Le nouveau secrétaire d'Etat américain est John Kerry, 69 ans, ancien candidat démocrate à la présidentielle en 2004 et battu par George W. Bush - La priorité de son mandat sera de travailler sur le lien entre politique intérieure et étrangère, à un moment délicat pour le système financier américain.

John Kerry et le nouveau défi de la politique étrangère américaine

Ce n'est pas la première fois que la secrétairerie d'État se lance dans des ambitions présidentielles frustrées. Hillary Clinton tombe dans la catégorie, battue aux primaires de 2008, puis appelée par Obama, gage et symbole de l'alliance avec Bill, ainsi qu'avec elle-même, protagoniste à part entière. Pour rester seul au siècle dernier, William Jennings Bryan, le grand leader populiste, appelé par Wilson en 1913. Edmund Muskie, au dernier tour de Carter, 80-81. Et maintenant John Kerry, candidat démocrate battu par Bush Jr. en 2004.

Il y a eu de solides secrétaires, et le nom qui saute aux yeux est celui d'Henry Kissinger, au milieu des années 70. C'est peut-être sa capacité de vision, ses talents de diplomate et de négociateur, sa froideur d'action, mais sa stature doit beaucoup au fait que, pour la phase centrale de son mandat, il s'est retrouvé aux côtés d'un président forcément faible, excellent personnage mais arrivé après le Watergate par succession constitutionnelle et n'a pas voté, le président de la Chambre Gerald Ford.

Depuis les années Roosevelt, la plupart des secrétaires d'État ont manié la diplomatie et fait appliquer les décisions prises à la Maison Blanche, parfois même en leur absence.

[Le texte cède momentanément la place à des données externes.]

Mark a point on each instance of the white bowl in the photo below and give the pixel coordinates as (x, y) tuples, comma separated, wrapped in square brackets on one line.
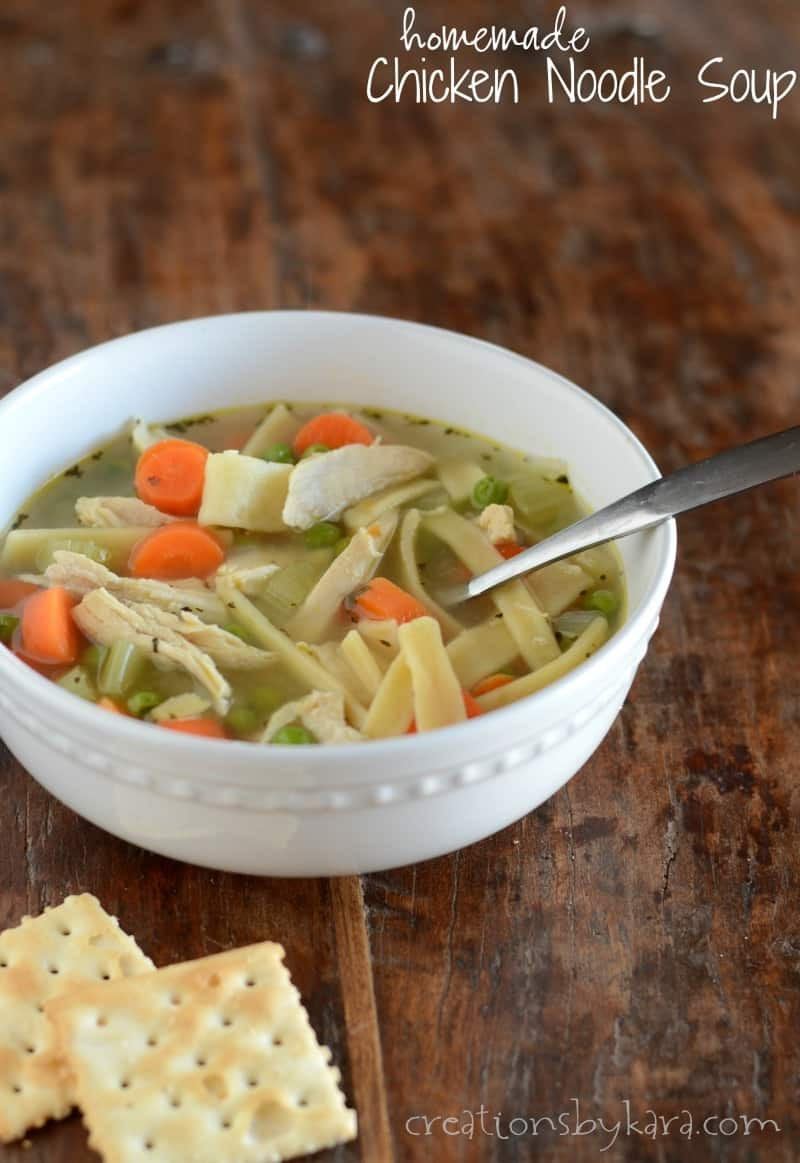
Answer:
[(284, 811)]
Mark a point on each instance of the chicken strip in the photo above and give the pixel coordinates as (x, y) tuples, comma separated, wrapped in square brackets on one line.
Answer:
[(116, 512), (322, 486), (321, 713), (80, 575), (106, 620)]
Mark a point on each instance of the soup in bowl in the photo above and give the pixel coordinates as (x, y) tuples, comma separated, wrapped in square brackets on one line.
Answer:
[(265, 578)]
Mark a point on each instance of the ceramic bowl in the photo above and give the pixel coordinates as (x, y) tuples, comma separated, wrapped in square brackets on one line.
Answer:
[(283, 811)]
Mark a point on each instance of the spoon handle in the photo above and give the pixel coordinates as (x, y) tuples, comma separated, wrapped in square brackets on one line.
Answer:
[(730, 472)]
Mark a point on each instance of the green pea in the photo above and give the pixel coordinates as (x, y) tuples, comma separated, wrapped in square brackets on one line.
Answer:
[(490, 491), (142, 701), (242, 720), (266, 699), (602, 600), (281, 454), (8, 623), (321, 535), (93, 657), (293, 734), (238, 632)]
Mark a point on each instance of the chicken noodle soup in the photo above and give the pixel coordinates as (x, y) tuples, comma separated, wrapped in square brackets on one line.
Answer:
[(280, 573)]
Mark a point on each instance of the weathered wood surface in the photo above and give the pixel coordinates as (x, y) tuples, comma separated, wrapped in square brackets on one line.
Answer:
[(637, 937)]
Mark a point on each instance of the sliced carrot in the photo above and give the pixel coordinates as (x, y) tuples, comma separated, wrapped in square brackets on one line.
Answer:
[(170, 475), (508, 548), (179, 550), (13, 592), (491, 683), (383, 600), (111, 705), (48, 630), (334, 429), (470, 706), (209, 728)]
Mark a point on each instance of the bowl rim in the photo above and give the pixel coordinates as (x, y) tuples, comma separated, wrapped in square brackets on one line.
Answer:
[(173, 744)]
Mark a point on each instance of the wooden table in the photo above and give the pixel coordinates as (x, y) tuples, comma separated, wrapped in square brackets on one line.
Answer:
[(637, 937)]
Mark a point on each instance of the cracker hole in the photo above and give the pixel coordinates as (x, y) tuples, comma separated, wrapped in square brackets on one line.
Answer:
[(215, 1085)]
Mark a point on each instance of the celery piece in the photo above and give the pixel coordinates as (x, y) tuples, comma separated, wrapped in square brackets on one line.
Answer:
[(8, 623), (121, 669), (142, 701), (601, 600), (78, 682), (93, 658), (286, 590), (540, 501)]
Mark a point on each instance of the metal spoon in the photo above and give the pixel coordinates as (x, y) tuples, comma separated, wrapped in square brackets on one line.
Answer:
[(726, 475)]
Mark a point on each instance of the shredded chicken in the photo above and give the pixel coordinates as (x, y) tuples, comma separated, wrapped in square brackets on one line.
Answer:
[(248, 572), (322, 486), (116, 512), (321, 713), (179, 706), (81, 575), (498, 522), (352, 569), (106, 620)]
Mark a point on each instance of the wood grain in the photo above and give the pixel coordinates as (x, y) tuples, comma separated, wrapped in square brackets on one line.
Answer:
[(637, 937)]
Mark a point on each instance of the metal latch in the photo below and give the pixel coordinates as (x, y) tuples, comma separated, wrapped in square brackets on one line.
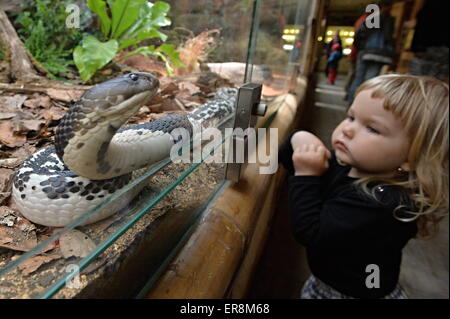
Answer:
[(248, 108)]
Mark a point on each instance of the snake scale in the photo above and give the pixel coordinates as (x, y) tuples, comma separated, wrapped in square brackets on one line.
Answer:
[(94, 156)]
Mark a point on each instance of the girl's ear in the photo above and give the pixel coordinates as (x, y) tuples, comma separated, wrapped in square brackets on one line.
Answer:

Kerry, 69 ans, arrive après une présence durable au Sénat, comme Hillary Clinton d'ailleurs. Elle peut s'enorgueillir d'un réseau dense de relations internationales qu'Obama a déjà souvent utilisé, avec Kerry comme négociateur discret et ambassadeur itinérant de l'ombre.

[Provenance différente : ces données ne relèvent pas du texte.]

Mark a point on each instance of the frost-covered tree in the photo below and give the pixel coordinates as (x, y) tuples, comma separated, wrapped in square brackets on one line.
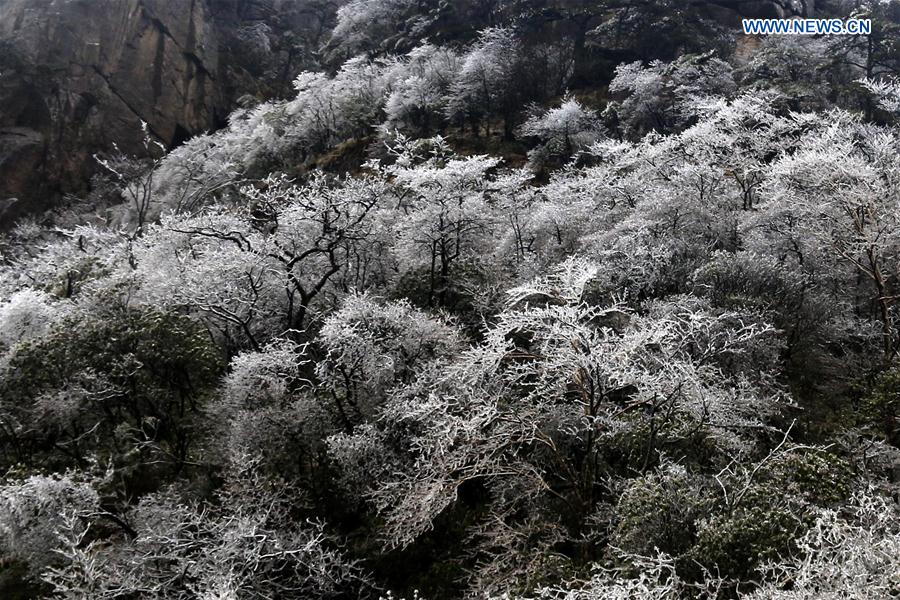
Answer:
[(660, 96), (486, 84), (563, 130), (418, 98)]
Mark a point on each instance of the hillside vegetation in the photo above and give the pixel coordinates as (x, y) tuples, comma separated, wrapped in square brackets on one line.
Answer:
[(518, 300)]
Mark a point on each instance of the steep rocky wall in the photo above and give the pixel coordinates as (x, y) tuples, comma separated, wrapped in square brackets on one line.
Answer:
[(78, 75)]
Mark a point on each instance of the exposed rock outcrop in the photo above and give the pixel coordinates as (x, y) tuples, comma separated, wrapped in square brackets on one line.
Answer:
[(78, 75)]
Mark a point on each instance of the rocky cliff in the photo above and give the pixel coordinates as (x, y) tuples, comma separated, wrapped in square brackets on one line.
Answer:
[(78, 75)]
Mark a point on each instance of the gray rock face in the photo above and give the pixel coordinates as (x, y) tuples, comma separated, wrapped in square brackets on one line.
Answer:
[(78, 75)]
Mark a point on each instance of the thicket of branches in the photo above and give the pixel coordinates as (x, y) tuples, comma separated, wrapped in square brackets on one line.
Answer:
[(650, 354)]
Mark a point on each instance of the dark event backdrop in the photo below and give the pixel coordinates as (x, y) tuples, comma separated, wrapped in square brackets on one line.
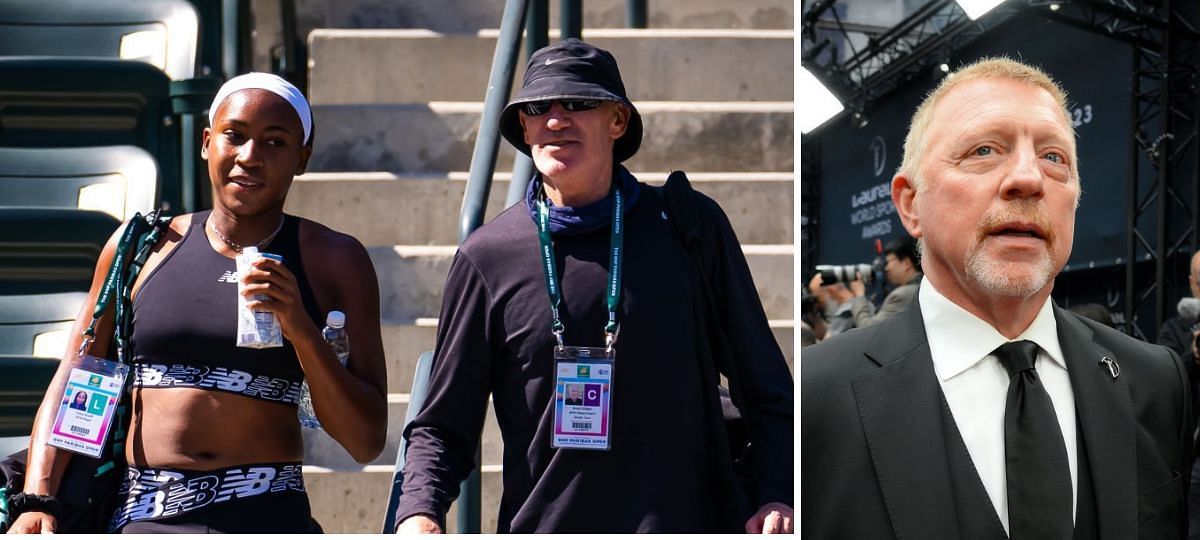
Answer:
[(857, 165)]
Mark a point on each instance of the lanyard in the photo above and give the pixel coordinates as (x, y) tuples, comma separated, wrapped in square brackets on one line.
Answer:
[(119, 280), (612, 289)]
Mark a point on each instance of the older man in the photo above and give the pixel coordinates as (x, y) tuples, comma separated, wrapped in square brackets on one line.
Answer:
[(533, 305), (984, 411)]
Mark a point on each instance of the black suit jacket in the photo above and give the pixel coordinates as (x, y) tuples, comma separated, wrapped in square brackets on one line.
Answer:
[(873, 460)]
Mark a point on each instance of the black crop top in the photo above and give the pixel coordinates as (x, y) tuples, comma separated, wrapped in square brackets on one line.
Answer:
[(185, 322)]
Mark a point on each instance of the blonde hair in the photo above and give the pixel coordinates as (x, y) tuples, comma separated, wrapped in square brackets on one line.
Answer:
[(1001, 67)]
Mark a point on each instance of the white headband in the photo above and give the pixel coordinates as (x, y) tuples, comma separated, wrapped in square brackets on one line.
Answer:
[(271, 83)]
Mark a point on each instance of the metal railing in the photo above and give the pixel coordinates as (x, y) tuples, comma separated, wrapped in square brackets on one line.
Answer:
[(535, 17)]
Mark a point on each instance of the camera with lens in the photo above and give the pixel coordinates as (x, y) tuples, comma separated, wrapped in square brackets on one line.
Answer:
[(832, 274)]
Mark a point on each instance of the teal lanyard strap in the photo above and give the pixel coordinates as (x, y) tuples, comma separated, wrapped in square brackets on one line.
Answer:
[(112, 281), (550, 269), (118, 285)]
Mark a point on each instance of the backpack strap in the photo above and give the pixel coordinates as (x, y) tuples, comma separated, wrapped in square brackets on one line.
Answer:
[(682, 205)]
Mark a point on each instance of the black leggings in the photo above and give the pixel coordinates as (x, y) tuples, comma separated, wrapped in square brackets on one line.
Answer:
[(262, 498)]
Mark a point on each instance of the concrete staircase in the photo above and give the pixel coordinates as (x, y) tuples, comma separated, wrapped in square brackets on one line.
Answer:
[(397, 93)]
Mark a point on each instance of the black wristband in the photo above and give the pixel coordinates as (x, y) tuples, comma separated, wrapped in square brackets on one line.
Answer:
[(21, 503)]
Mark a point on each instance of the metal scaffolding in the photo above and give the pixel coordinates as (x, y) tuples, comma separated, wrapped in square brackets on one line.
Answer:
[(1164, 174)]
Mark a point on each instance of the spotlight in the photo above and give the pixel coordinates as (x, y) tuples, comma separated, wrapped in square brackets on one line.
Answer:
[(820, 103), (858, 119), (976, 9)]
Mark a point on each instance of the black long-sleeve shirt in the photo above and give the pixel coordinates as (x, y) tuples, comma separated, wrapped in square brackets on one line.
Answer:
[(493, 336)]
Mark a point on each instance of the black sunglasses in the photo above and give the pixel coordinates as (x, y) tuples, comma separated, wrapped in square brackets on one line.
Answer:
[(535, 108)]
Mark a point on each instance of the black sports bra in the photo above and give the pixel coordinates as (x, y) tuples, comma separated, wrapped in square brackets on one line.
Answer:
[(185, 322)]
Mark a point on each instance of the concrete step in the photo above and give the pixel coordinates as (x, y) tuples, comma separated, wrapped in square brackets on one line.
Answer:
[(411, 279), (387, 209), (655, 65), (462, 16), (357, 501), (441, 136), (321, 449), (403, 342)]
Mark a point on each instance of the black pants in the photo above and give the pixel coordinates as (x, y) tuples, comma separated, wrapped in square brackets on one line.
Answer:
[(265, 498)]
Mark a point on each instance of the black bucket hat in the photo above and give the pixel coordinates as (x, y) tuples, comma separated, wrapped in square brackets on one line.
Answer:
[(573, 70)]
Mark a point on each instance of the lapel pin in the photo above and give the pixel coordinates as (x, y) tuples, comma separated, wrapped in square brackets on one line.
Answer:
[(1114, 369)]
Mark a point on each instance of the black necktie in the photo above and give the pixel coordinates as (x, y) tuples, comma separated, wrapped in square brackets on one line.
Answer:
[(1035, 453)]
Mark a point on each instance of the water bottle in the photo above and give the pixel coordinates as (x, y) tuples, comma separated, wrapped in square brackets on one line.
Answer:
[(256, 329), (335, 335)]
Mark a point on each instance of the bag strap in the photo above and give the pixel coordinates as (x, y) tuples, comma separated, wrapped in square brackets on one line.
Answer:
[(138, 240), (678, 198), (132, 251)]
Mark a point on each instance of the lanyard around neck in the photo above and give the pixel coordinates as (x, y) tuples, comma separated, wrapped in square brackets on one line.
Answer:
[(550, 269)]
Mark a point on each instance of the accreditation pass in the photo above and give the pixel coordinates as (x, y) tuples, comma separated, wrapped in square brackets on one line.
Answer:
[(582, 405), (89, 401)]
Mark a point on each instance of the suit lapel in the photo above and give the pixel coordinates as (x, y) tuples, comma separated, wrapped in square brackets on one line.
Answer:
[(1105, 417), (900, 408)]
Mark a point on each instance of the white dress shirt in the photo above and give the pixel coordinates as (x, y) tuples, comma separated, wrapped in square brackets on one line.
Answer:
[(976, 385)]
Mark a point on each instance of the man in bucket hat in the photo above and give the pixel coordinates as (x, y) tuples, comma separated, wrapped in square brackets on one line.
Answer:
[(585, 286)]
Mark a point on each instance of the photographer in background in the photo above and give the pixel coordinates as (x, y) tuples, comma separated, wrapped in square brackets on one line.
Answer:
[(834, 299), (903, 270), (1180, 334)]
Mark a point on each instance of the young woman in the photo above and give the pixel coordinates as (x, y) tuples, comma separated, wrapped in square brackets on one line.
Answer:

Surtout Kerry n'a pas, contrairement à Hillary, d'héritages familiaux et personnels particuliers à défendre et pourra mieux se consacrer à une tâche urgente : redéfinir les intérêts et les priorités de la politique étrangère américaine, les adapter à un monde nouveau et plus difficile, à une Amérique avec moins de ressources financières, du moins pour le moment. Et il saura tout expliquer à une opinion publique décidément désorientée en matière de politique étrangère. Tiraillé entre la volonté de résoudre rapidement des nœuds qui ne sont pas toujours militaires mais seulement avec des interventions chirurgicales et de brèves présences militaires, et la volonté inverse de redéfinir les intérêts nationaux de manière réductrice pour qu'il n'y ait plus besoin d'interventions militaires, à moins que quelqu'un ne le fasse pas attaquer Guam ou Porto Rico ni couler un porte-avions américain dans le golfe Persique.

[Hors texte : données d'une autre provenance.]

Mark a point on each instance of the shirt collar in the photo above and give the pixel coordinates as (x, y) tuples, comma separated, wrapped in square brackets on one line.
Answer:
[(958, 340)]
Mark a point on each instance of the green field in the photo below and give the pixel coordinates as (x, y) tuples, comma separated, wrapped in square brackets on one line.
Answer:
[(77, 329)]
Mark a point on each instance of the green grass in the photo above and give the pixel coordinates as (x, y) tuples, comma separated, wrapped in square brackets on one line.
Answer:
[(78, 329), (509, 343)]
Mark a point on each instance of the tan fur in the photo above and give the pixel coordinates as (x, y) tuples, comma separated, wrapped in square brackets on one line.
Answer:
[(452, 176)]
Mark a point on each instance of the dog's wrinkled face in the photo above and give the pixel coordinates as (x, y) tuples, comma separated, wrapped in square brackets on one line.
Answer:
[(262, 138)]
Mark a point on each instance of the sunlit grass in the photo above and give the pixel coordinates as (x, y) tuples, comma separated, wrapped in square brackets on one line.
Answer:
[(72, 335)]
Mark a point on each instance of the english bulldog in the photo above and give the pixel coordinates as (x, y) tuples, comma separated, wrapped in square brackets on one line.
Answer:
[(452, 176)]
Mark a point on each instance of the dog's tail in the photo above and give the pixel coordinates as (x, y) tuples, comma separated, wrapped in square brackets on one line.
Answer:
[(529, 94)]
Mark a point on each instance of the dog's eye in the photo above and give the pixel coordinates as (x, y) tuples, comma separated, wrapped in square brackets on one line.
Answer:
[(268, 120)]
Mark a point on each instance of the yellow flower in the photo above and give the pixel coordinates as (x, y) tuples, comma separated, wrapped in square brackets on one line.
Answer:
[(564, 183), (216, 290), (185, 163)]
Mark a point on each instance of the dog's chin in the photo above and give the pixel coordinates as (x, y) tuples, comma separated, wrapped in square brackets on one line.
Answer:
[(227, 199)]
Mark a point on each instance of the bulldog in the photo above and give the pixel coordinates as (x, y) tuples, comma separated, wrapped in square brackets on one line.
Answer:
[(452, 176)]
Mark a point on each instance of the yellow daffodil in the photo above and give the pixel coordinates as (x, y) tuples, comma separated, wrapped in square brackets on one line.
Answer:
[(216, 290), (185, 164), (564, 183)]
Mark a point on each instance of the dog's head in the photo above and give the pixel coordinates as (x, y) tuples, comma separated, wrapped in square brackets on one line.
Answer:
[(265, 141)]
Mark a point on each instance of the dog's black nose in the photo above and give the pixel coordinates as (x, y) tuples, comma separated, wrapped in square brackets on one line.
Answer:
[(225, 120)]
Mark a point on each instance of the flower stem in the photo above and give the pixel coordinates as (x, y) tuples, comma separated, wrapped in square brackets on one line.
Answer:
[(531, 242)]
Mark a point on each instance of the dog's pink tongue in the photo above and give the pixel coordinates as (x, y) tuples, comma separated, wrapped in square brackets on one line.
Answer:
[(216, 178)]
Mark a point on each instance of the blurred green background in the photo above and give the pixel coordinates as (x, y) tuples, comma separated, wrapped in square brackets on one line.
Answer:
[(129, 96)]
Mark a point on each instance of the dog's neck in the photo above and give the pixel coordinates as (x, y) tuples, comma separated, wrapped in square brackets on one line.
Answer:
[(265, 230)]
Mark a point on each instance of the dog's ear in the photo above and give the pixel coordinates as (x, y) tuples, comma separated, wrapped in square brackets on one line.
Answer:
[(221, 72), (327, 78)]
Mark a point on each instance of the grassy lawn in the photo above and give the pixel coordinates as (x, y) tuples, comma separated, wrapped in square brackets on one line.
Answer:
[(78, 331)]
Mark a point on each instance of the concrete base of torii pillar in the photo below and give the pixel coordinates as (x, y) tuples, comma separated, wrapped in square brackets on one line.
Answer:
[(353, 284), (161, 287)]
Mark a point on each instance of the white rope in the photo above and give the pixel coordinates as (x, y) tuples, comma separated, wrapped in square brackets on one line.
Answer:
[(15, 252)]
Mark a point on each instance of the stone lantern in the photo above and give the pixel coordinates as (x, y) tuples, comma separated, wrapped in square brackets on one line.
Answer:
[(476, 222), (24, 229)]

"Ce qui ressemble à de la planification est souvent la projection dans le futur de ce qui est familier aujourd'hui", écrit Kissinger dans la troisième édition de son Politique étrangère américainediverses interventions diverses. Kerry prend ses fonctions alors que les contours familiers de la politique étrangère américaine, et la référence est à celle qui intégrait déjà les grands changements post-URSS et post-boom chinois d'il y a 20-15 ans, sont de plus en plus flous. Si Hillary Clinton pouvait gérer l'accent mis sur l'Asie et le grand créancier de l'Amérique, la Chine, Kerry doit aller plus loin. Et lors de l'audience de confirmation du Sénat le 24 janvier, il l'a clairement indiqué. En se concentrant sur lien entre la politique intérieure et la politique étrangère, la seconde fonction de la première, et au cœur de l'économie.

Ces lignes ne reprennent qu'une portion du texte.